Люди были здесь потому, что на похоронах было на что посмотреть, и когда они должным образом организованы, то означают пироги и пиво, и потому, что натиск слов, которые через регулярные промежутки времени собирались вместе, чтобы подняться и взорваться великой девятой фразой: «Боже, дай мне познать мой конец и число дней моих, чтобы я мог удостовериться, сколько мне еще жить», — давал почувствовать значимость происходящего.

Она не хотела угощать их ни пивом, ни пирогами, так как она любила дух, обитавший в теле, которое несли перед ними. Но так как она не любила само тело, которое, когда она была маленькой, било ее, а когда она стала старше, бессознательно допускало странные грубые жесты по отношению к ней и отталкивало ее, то теперь она оставалась равнодушной.

Она уже привыкла к тому, что нет с ней больше бранчливого, несчастного, растерянного духа.

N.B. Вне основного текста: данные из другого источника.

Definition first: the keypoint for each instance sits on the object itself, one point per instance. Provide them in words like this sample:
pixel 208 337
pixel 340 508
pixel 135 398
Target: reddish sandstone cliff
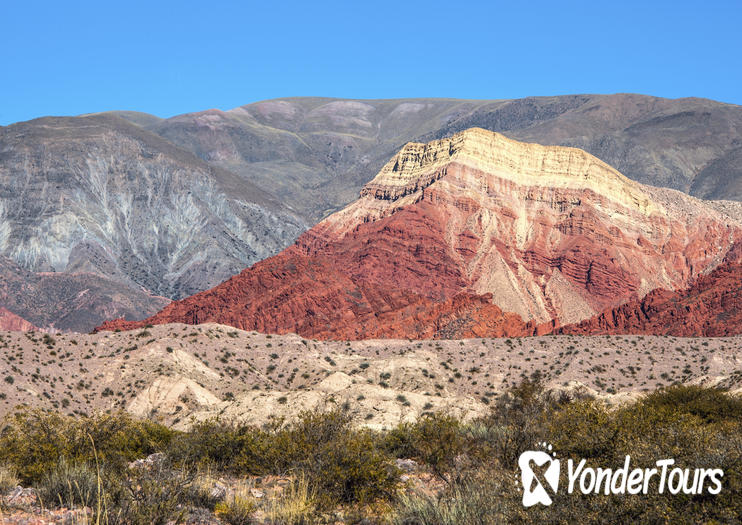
pixel 452 234
pixel 13 322
pixel 711 307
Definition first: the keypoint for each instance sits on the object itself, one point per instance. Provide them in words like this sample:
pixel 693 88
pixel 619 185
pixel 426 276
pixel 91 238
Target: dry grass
pixel 238 507
pixel 295 505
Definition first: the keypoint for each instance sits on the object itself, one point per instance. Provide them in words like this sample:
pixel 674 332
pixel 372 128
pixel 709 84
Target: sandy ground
pixel 174 373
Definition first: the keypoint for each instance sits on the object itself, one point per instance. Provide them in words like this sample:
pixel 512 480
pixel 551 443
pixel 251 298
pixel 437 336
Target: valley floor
pixel 174 373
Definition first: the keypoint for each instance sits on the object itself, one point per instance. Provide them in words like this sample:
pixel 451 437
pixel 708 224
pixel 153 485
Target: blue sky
pixel 67 58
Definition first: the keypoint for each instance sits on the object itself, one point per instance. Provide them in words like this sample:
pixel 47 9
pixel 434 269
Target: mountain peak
pixel 418 165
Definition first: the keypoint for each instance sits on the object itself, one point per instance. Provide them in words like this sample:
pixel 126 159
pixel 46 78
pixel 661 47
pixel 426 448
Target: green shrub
pixel 33 441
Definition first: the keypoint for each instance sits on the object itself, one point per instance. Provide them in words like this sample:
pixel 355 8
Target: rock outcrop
pixel 12 322
pixel 473 235
pixel 710 307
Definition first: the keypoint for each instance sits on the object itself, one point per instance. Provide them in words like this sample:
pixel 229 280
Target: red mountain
pixel 711 307
pixel 13 322
pixel 476 235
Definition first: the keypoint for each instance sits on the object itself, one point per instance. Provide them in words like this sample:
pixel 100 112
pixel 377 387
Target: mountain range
pixel 159 209
pixel 476 235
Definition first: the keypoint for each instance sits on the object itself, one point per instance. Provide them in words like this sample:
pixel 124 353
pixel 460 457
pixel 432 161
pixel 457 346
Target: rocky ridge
pixel 547 235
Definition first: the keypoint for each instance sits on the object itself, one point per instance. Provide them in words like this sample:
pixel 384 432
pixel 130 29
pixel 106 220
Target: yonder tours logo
pixel 540 470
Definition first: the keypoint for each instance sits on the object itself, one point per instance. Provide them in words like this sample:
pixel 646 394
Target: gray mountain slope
pixel 100 194
pixel 169 207
pixel 315 154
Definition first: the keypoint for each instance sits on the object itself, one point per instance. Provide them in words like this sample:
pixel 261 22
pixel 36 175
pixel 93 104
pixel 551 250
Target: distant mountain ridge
pixel 472 236
pixel 175 206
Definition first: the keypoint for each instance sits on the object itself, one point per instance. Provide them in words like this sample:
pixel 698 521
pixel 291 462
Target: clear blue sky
pixel 165 58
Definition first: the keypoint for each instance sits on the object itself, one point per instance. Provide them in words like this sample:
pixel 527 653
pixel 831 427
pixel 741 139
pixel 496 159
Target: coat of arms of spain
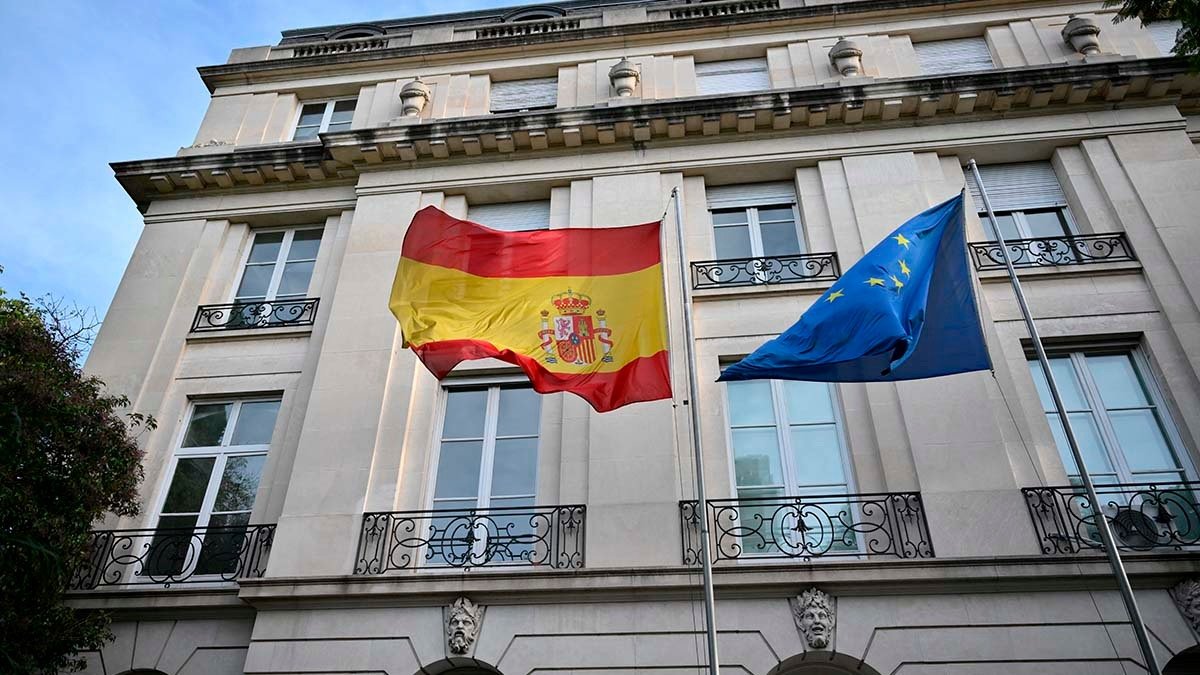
pixel 573 334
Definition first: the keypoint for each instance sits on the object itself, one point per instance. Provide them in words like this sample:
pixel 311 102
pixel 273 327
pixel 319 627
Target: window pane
pixel 750 404
pixel 305 244
pixel 756 457
pixel 1045 223
pixel 520 412
pixel 189 484
pixel 515 467
pixel 1141 440
pixel 239 483
pixel 817 455
pixel 731 217
pixel 208 424
pixel 1068 384
pixel 465 414
pixel 255 281
pixel 1089 436
pixel 459 469
pixel 808 402
pixel 256 420
pixel 267 248
pixel 1119 383
pixel 295 279
pixel 733 242
pixel 779 238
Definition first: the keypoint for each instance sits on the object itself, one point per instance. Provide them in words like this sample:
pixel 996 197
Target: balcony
pixel 769 269
pixel 805 527
pixel 268 314
pixel 1054 251
pixel 541 536
pixel 125 557
pixel 1143 517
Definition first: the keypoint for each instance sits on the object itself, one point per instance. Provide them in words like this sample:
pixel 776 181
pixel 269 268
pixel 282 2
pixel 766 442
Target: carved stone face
pixel 462 626
pixel 816 625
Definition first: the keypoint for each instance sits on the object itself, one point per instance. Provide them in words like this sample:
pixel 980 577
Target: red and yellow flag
pixel 579 310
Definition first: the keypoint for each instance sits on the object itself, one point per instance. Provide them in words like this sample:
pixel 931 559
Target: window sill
pixel 251 333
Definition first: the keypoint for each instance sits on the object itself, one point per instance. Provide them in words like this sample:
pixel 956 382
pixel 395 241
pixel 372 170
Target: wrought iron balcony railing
pixel 803 527
pixel 174 556
pixel 1143 517
pixel 261 314
pixel 771 269
pixel 1054 251
pixel 545 536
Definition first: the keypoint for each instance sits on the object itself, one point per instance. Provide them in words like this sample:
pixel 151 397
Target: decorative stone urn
pixel 624 77
pixel 413 97
pixel 1083 34
pixel 846 58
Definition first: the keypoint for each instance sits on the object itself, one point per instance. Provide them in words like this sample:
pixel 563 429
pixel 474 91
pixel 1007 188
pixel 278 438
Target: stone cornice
pixel 862 10
pixel 342 156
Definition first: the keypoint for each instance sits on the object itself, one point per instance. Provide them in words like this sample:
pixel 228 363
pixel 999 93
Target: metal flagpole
pixel 691 402
pixel 1102 524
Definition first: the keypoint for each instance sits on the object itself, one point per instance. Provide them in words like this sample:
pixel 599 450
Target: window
pixel 214 479
pixel 1164 35
pixel 732 77
pixel 1026 197
pixel 516 95
pixel 487 460
pixel 755 220
pixel 513 216
pixel 323 115
pixel 1123 431
pixel 945 57
pixel 786 440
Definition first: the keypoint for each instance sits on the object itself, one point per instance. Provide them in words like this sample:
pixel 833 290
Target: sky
pixel 88 83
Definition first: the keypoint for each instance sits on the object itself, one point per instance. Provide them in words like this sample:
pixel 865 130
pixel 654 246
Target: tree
pixel 67 457
pixel 1187 12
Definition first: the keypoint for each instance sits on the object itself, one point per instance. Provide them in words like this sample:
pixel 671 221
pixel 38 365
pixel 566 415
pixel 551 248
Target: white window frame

Когда-то она любила его со спокойной постоянной теплотой. Он кормил ее и давал ей кров, и она была благодарна ему за это, а когда под конец она увидела, как он изо всех сил борется со своим собственным бредущим наугад, глумящимся над собой телом, она пожалела его.

«Так как я посторонний тебе и временно пребываю, как все мои предки. О, пощади меня немного, чтобы я мог вернуть мою силу до того, как я уйду отсюда и не буду виден более». Эндрю шевельнулся. Это были первые слова, которые дошли до его сознания с того момента, как страх перед большим скоплением людей сковал его сердце. Он был напуган появлением сельчан: женщин, которые разглядывали покойника, и мужчин, которые тщетно выискивали пиво. Каждое новое лицо вызывало в нем спазм тревоги, а то, что его не узнавали, каждый раз вселяло слабое утешение, пока наконец смены страха и покоя не усыпили его мозг.